[H-GEN] Request Tracker question
Byron Ellacott
bje at apnic.net
Mon Oct 25 21:51:44 EDT 2004
Robert Brockway wrote:
>>RT by ticket volume; we have over 600,000 tickets in the system at the
>>RT2 does not scale to this size well. We had to disable certain queries
> At what point would you say the slowdown became significant?
That's very hard to answer, since we imported several hundred thousand
into RT2 when we started using it. Slowdown does not appear to me to
have become more significant since then, though I'm a rather light user
of the system. I tend to work in Trac, which is an integrated
viewsvn/ticket/wiki system, and leave the RT2 instance for external
communications. :)
>>because they were causing massive joins and tying MySQL up for tens of
>>minutes at a time. We also had to pace ticket injection, because ticket
>>creation is a lengthy and heavy weight process, and a constant trickle
>>of them interferes with UI interaction.
> What about clustering MySQL and having ticket creation on a different box
> to the one the UI is touching?
This may be possible. I'm not familiar with MySQL clustering. However,
from our perspective, the problem has been solved. :) We also gained
the ability to spool incoming ticket creation requests if we need to
perform maintenance on the RT system.
>>Another thing to be wary of is that RT2 has a complete lack of
>>protection against multiple submits and careless reloads. It's quite
>>easy to hit "reload" on a ticket display page, dismiss the "Resubmit
>>POST" dialog out of hand, and discover you've sent an email twice, or
>>created two tickets instead of one.
> Yes I've done this. Fortunately (at least as far as job creation goes) it
> is pretty easy to deal with. Just reject the job or merge it or whatever
> the policy calls for.
It's more of a problem when you start sending duplicate emails to
external users, especially when you do it unawares.
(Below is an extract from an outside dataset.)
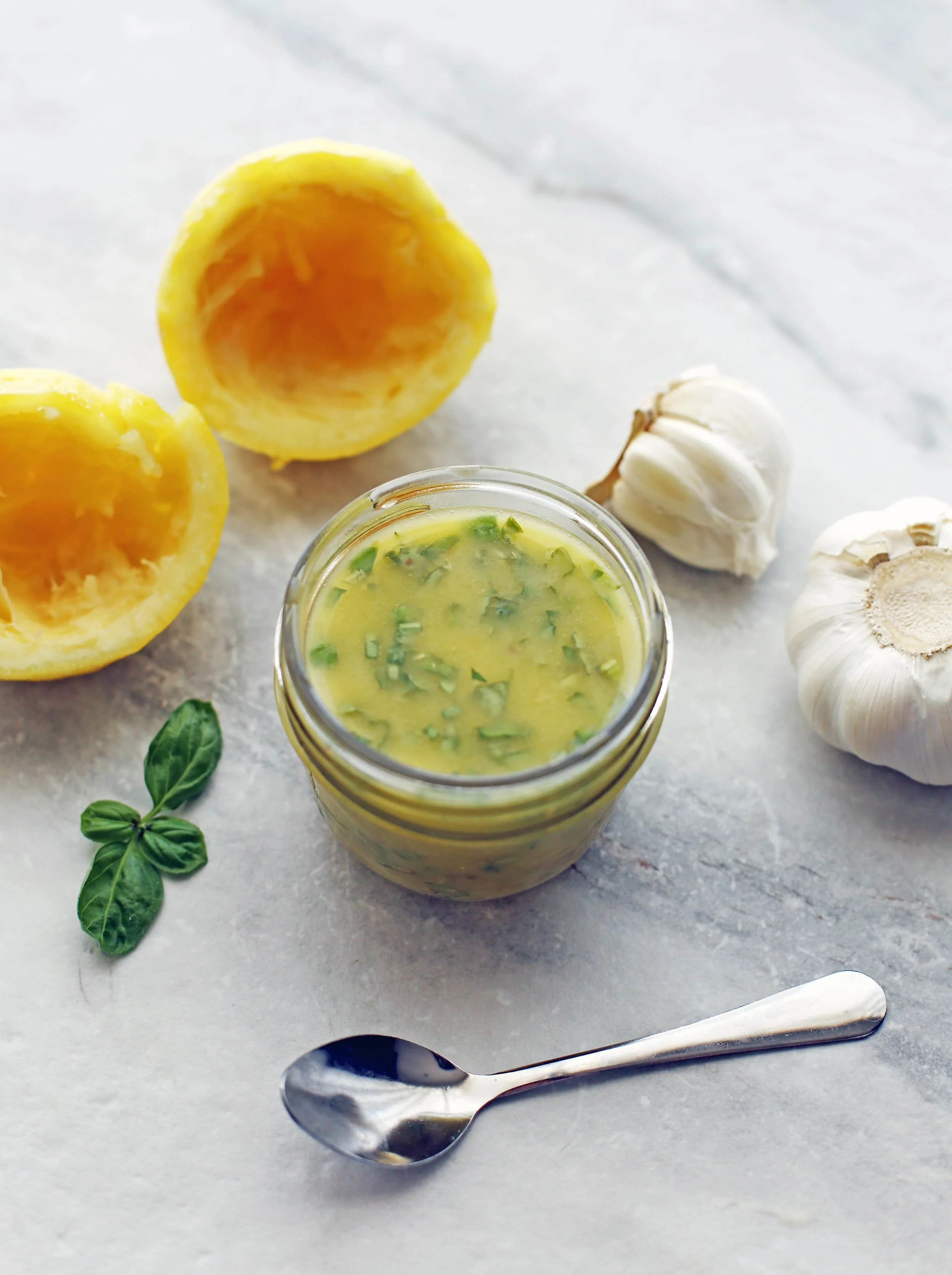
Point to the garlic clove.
(871, 638)
(705, 474)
> I don't like the assumption that everyone who is going to write additonal
> modules for RT3 is going to do it in perl and I'm looking at doing a set
> of functions for interacting with RT3 in PHP. I'll submit this as to
> their contrib area.
I have a rather low opinion of PHP. :)
> I don't consider any of these points to be huge problems though. We're
> still very happy with RT3.
You didn't have to migrate 600,000 tickets into it. :) I suspect that
might have been the biggest hurdle. I wasn't directly involved in the
RT3 evaluation, so my information is all second hand.